A machine engineering HIV viruses that are shuttled to the affected brain by a rollercoaster, which represents both the vasculature routing the genetically engineered hematopoietic cells to the brain as well as the DNA helix into which the virus insert its therapeutic genetic cargo. The choice of objects, background color, and the intense stare of the treated boy communicate a sense of wonder as well as awareness of the implications of the bold, new gene therapy attempt.
[Image courtesy of Günter Pusch (http://www.gunter-pusch.com)]
Gene therapy--a process by which healthy "replacement" genes are infused into patients who have inherited faulty copies of the genes--seems to work well in animal models of diseases.
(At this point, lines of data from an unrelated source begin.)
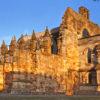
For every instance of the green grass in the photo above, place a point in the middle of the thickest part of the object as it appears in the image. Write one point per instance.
(49, 97)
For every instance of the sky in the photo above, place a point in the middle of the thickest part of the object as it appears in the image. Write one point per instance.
(22, 16)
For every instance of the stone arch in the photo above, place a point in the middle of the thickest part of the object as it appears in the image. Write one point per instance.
(85, 33)
(88, 54)
(93, 77)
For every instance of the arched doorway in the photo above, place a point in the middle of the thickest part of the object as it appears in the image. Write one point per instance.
(85, 33)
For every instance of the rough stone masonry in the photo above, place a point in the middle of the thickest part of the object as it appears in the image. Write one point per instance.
(65, 59)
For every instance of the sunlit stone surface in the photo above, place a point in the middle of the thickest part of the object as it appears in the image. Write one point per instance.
(64, 60)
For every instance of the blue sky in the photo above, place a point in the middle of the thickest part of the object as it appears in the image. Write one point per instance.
(22, 16)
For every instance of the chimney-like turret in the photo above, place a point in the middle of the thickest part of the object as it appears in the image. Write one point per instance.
(84, 12)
But, moving from animal research to the clinic has proved extremely challenging: The transplanted genes rarely express the right amount of proteins in human patients, and in some cases the treatment leads to negative side effects, like leukemia.
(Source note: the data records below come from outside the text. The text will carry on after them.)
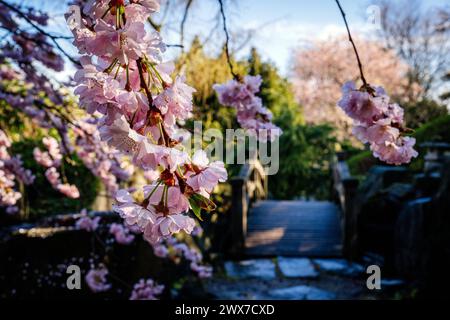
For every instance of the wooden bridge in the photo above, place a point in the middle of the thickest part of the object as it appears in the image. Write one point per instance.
(262, 227)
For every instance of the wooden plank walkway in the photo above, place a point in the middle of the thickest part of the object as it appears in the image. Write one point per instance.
(293, 228)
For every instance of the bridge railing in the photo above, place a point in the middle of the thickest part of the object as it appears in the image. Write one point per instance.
(249, 186)
(345, 187)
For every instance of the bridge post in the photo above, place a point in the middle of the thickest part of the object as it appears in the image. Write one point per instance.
(345, 187)
(349, 221)
(239, 209)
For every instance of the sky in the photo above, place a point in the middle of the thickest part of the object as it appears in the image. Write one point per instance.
(276, 27)
(280, 26)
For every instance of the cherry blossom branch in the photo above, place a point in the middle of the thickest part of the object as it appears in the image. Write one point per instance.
(353, 44)
(227, 40)
(183, 21)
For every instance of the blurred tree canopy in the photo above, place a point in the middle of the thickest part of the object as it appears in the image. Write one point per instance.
(305, 150)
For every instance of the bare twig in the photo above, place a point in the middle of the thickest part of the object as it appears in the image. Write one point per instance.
(183, 21)
(227, 40)
(52, 37)
(353, 44)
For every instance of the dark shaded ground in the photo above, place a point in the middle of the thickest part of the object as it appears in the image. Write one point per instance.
(299, 279)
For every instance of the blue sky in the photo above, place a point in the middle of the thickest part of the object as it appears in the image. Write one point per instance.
(277, 27)
(281, 26)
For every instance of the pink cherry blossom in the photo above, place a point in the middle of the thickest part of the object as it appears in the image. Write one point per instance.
(165, 226)
(209, 175)
(121, 234)
(378, 122)
(146, 290)
(251, 114)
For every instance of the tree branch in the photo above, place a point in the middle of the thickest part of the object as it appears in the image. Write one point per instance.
(353, 44)
(52, 37)
(227, 40)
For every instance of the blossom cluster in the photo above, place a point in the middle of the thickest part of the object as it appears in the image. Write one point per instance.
(11, 170)
(124, 81)
(121, 234)
(146, 290)
(378, 122)
(110, 166)
(251, 114)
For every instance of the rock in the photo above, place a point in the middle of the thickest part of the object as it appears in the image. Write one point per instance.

Now, however, two gene therapy studies that used vectors, or delivery agents, from a lentivirus (instead of the usual retrovirus) have produced some promising results. These two collaborative studies suggest that lentiviral vectors may be safer and more effective in human gene therapy than the standard retroviral vectors.
In the first study, Alessandra Biffi and colleagues removed special stem cells, known as hematopoietic stem cells (HSCs), from young patients with a rare disease called Metachromatic Leukodystrophy. The researchers then introduced new genes into the HSCs with a lentiviral vector and infused the cells back into the patients. Two years after one patient received the treatment—and 18 months after two others received it—the researchers found that their gene therapy had stopped the progression of the disease in all the patients.
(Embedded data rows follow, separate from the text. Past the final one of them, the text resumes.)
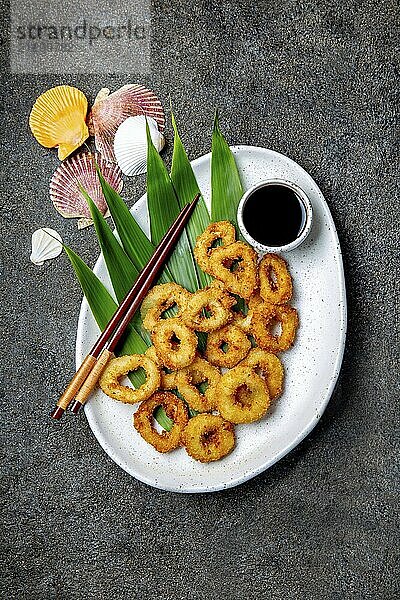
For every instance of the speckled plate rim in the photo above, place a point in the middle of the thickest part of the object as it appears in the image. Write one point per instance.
(249, 474)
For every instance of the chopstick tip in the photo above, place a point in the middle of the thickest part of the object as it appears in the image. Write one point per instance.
(75, 408)
(57, 413)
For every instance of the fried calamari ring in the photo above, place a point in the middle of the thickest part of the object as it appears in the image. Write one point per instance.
(269, 367)
(174, 409)
(275, 280)
(152, 354)
(235, 265)
(242, 395)
(205, 311)
(227, 299)
(190, 378)
(205, 243)
(175, 343)
(118, 367)
(208, 437)
(227, 346)
(161, 298)
(187, 381)
(265, 317)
In the other study, Alessandro Aiuti and colleagues describe how they performed a similar gene therapy approach in three children with a rare disorder known as Wiskott-Aldrich Syndrome. The researchers also used a lentiviral vector to insert functional genes into the patients' HSCs and then re-infused the cells into the patients. Symptoms of the disease, such as recurring infections, had vanished between 20 and 32 months after the gene therapy treatments, they say.
But, both research teams say that longer follow-up times and more analyses are needed to confirm the safety and effectiveness of the approach. For now, these new results provide some hope.